She followed his candle flame and he threw open a door upon the ground floor.

"I've no light to give you."

"Yet I must have a light."

Grumbling, he produced half an inch of wax candle.

"Hurry into bed and that will last you. It's all I have."

The bed wore a coloured rug, bare and thin, an eiderdown, damp and musty. Spreading her wet mackintosh on the top she rolled herself up as well as she could, and developing a sort of warmth towards morning, slept an hour or two. The daylight showed her nothing to wash in, no jug, no basin, no bell to pull.

As no one would come to her, as there was nothing to be gained by waiting, she got up, and going into the hall, entered a dark coffee-room in which breakfast was served at its lowest ebb, black coffee, sugarless, and two pieces of dry bread.

Yet, having eaten, she was able to think: "I am a soldier of five sous. I am here to drive for the French Army." And her thoughts pleased her so well that, at the moment when her circumstances were in their state of least perfection, she exclaimed: "How right I was to come!" and set off down the street to find her companions.

A mile out of the town upon the banks of a tributary of the Meuse stood a deserted glass factory which had been converted by the French into a garage for a fleet of thirty cars. Above the garage was a large attic used as a dormitory for the mechanics, soldier-cooks, drivers and clerks. In a smaller room at the end slept the non-commissioned officers—the brigadier and the two maréchaux des logis.

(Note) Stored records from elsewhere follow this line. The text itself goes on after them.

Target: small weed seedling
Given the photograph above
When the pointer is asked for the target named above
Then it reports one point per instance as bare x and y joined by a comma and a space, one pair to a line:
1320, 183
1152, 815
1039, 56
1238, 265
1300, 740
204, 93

A hundred yards from the factory, built upon the brink of the stream which was now in flood, and reached from the road by a narrow wooden bridge, stood a tarred hut of wood and tarpaulin. It was built upon simple lines. A narrow corridor ran down the centre of it, and on either hand were four square cells divided one from the other by grey paper stretched upon laths of wood—making eight in all. At one end was a small hall filled with mackintoshes. At the other a sitting-room.